Inversion de la pyramide des pouvoirs

Du même groupe parlementa­ire, Leïla Chettaoui, connue pour ses positions hostiles au mouvement Ennahdha, pense que le soutien au gouverneme­nt Chahed n’est pas forcément un soutien à la personne de Youssef Chahed. “Lorsque nous parlons d’appui à la lutte contre la corruption, à l’accélérati­on des réformes, il s’agit principale­ment de constituer un Front transversa­l qui puisse neutralise­r la dictature du couple Ennahdha-Nidaa”, indique Leila Chettaoui. Elle estime notamment qu’à propos de la loi de finances, Nida Tounès se comporte quasiment comme un parti d’opposition. «Ce qui me choque aujourd’hui, c’est l’inversion de la pyramide Etat-régime politique-partis, regrette-t-elle.

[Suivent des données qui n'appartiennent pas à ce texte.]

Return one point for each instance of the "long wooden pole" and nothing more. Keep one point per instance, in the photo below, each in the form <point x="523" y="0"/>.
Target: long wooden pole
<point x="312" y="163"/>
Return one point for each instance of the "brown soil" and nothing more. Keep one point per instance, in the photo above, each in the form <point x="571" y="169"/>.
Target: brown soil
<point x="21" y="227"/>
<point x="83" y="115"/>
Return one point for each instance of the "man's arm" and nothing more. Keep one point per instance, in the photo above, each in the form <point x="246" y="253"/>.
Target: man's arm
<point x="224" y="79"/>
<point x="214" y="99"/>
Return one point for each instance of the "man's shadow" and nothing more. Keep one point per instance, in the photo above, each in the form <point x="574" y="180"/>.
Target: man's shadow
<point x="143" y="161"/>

Les partis sont installés en haut de la pyramide». Faisant partie des députés de Nida Tounès dont le nom figure dans la liste des 43, Wafa Makhlouf, n’a pas souhaité s’exprimer sur le sujet. “J’attends la réunion de lundi, dans laquelle il y aura un franc dialogue et qui nous permettra de mieux comprendre nos orientatio­ns”, s’est-elle contentée de dire. Depuis quelque temps, les initiative­s politiques se multiplien­t et le paysage politique est en pleine recomposit­ion. Mais comme les mariages, les divorces également se multiplien­t. Rien n’est donc acquis pour le groupe des 43.